Are we at the bottom? Probably not, but getting close. There’s certainly more trouble on the horizon. We just won’t know for sure until after it happens because all one can do is guess how many folks will actually default.

Okay, that’s not entirely true. We can probably assume most all of the subprime adjustable rate mortgages waiting to reset to higher rates, will end up in default because as the feeding frenzy was reaching it’s peak, the business being written made less and less fiscal sense.

According to this recent article, we should see ARM resets peak during the next couple months.

Nationwide, 1.5 million subprime adjustable-rate mortgages will reset to higher interest rates this year - with May and June being peak months, said Rick Sharga, a spokesman for Realty Trac, an online marketer of foreclosure properties.

Many of those borrowers are vulnerable to foreclosure either because their monthly payments will become unaffordable when the rate changes, or they already are having trouble making their payments.

Foreclosure filings typically are issued after a borrower has been in default for 90 days. Those borrowers then usually lose their home within three to four months if they can’t work out a deal with the lender or find a way to pay what they owe. Translation: Those whose loans reset in May and June could be in the foreclosure process by September and lose their home by the end of the year or early in 2009, Sharga said.

Not sure I entirely agree with this being the peak. It may be, but based on the most common reset periods of 2 and 3 years, I would give it until Spring of 2009 before saying we’re past the worst. It certainly won’t be over, but having seen the worst, the remainder could be more accurately estimated.

Why is this important? Because this isn’t just about people losing their homes…. Since those mortgages were bundled up into securities and traded on the open market, there’s a lot of mortgage backed paper out there that no one quite knows how to value. That has contributed to the current credit and liquidity problems.

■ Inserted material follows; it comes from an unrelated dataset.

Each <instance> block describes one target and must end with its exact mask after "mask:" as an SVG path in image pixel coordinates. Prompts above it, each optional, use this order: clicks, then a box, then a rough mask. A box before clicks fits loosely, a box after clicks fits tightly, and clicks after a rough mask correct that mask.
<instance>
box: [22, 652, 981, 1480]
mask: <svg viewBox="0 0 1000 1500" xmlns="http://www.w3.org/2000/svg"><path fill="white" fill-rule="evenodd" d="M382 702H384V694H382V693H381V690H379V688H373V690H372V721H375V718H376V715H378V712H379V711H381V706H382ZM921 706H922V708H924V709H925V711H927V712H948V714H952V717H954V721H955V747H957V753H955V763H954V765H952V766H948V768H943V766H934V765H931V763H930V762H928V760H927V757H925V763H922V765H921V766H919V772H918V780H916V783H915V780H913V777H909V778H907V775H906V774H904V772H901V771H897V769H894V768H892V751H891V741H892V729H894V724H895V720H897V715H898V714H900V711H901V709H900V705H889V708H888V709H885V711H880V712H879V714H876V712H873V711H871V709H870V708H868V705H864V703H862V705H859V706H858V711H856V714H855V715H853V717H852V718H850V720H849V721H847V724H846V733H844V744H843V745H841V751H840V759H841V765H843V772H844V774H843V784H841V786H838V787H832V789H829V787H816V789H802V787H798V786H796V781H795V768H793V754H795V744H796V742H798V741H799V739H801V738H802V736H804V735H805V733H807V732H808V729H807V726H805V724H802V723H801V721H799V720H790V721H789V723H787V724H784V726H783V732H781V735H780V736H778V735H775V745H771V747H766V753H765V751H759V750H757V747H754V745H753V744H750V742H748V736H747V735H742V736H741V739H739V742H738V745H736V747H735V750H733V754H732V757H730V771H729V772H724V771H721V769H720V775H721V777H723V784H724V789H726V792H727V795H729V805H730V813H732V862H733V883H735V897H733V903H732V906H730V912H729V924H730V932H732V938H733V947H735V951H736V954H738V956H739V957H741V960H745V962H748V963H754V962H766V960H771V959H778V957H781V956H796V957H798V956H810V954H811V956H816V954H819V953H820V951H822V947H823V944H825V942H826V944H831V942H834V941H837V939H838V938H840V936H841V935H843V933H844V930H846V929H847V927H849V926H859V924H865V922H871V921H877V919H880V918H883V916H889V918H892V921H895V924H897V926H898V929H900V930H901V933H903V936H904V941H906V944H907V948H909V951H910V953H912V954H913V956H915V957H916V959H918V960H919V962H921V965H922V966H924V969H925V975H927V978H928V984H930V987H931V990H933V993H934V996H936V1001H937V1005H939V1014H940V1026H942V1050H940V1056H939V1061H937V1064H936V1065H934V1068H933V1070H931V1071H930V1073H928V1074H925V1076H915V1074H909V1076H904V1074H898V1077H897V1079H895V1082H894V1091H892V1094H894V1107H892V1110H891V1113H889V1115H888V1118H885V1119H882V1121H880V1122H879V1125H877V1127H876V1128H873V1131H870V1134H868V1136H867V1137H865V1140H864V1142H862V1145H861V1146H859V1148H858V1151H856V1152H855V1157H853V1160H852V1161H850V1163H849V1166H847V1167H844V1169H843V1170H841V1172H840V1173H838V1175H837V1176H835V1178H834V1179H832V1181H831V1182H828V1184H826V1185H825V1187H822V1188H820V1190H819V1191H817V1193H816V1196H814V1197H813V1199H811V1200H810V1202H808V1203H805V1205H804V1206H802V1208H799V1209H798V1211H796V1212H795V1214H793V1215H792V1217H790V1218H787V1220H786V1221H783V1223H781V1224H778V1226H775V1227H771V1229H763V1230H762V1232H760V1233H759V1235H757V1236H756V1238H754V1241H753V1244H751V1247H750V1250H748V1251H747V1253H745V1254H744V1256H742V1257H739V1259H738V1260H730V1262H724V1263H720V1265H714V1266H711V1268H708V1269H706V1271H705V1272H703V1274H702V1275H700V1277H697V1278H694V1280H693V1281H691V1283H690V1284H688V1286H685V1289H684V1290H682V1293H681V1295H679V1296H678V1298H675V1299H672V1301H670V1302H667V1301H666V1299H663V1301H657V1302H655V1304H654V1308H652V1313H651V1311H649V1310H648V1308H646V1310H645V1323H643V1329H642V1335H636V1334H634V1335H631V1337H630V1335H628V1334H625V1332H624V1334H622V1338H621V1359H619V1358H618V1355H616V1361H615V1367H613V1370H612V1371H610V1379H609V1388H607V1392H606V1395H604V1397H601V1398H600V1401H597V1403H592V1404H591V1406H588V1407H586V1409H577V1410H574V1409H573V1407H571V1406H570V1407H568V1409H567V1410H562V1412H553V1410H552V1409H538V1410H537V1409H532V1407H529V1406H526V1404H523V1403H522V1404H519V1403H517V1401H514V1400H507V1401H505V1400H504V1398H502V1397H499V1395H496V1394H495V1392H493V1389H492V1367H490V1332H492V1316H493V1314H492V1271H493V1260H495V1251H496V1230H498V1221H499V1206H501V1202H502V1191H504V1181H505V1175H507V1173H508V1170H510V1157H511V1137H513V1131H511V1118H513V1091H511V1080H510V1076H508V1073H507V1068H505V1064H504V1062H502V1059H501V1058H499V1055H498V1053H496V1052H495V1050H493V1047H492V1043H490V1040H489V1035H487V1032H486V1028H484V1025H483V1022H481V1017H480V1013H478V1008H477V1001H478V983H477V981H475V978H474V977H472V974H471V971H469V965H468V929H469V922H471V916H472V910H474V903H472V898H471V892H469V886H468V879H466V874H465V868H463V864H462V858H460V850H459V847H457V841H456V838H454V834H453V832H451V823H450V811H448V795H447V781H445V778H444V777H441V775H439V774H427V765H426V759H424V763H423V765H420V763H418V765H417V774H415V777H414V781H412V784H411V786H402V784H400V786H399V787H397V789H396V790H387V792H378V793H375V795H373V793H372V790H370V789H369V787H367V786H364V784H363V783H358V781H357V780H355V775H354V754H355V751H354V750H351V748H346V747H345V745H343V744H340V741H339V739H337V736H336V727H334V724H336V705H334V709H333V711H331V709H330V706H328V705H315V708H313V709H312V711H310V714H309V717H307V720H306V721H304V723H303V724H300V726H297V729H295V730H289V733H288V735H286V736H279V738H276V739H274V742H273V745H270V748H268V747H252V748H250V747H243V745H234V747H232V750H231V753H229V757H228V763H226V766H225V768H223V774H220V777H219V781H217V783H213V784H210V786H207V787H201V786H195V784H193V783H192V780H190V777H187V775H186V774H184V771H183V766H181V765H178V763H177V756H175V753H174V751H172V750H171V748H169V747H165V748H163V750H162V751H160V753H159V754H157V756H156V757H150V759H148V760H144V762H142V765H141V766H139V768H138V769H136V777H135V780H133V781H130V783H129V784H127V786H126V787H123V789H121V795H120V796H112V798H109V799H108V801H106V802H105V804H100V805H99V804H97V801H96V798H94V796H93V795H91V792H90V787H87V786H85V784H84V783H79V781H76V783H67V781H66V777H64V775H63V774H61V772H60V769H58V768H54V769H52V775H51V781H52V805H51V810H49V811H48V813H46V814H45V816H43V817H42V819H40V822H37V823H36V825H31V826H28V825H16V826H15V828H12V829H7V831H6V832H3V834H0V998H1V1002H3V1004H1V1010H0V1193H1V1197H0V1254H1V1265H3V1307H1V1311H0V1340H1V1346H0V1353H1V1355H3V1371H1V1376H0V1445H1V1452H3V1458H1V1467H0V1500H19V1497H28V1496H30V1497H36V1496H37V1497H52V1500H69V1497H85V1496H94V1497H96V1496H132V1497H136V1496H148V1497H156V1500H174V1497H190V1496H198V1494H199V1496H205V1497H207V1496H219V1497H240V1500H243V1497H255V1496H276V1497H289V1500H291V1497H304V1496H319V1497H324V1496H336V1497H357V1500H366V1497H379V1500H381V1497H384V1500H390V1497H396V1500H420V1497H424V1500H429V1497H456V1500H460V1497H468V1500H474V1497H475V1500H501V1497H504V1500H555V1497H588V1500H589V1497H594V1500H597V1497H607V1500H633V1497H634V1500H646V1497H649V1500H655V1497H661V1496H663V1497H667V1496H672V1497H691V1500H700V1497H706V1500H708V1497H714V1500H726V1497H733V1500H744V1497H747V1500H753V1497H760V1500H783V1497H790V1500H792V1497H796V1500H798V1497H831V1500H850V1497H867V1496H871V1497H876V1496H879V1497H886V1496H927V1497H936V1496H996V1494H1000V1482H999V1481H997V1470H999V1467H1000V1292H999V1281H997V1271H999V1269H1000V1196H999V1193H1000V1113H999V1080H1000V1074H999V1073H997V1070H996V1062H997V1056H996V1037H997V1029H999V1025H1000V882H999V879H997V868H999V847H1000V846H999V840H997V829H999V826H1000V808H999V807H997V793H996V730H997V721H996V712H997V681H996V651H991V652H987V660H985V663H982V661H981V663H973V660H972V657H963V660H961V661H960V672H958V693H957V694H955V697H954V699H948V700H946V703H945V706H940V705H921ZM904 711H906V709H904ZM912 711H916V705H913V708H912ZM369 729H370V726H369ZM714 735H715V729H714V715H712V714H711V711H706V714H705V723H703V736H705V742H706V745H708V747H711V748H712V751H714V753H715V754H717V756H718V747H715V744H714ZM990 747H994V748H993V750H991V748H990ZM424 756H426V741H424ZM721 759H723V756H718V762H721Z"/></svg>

Right now, it’s all being treated as junk, and much probably is. The write-downs have been huge and the impact to large investment banks catastrophic. Note Bear Sterns, who went from being one of the biggest players in subprime, to near-bankruptcy.

Had it not been for JP Morgan, with the backing of the Fed, buying them up at a fire-sale price, Bear would now be history. But as I said earlier, all that paper isn’t junk, and at pennies on the dollar, JP got a killer deal – especially with the Fed taking on the lions share of the subprime risk.

It’s hard to feel sorry for Bear Sterns though. At the heyday, they made a killing with some top traders pulling in 8 to 12 million in salary. But that’s just the top. The folks I do feel for are the other 14,000 or so employees that not only lost their job, but a substantial portion of their retirement that was invested in company 401k’s holding Bear stock.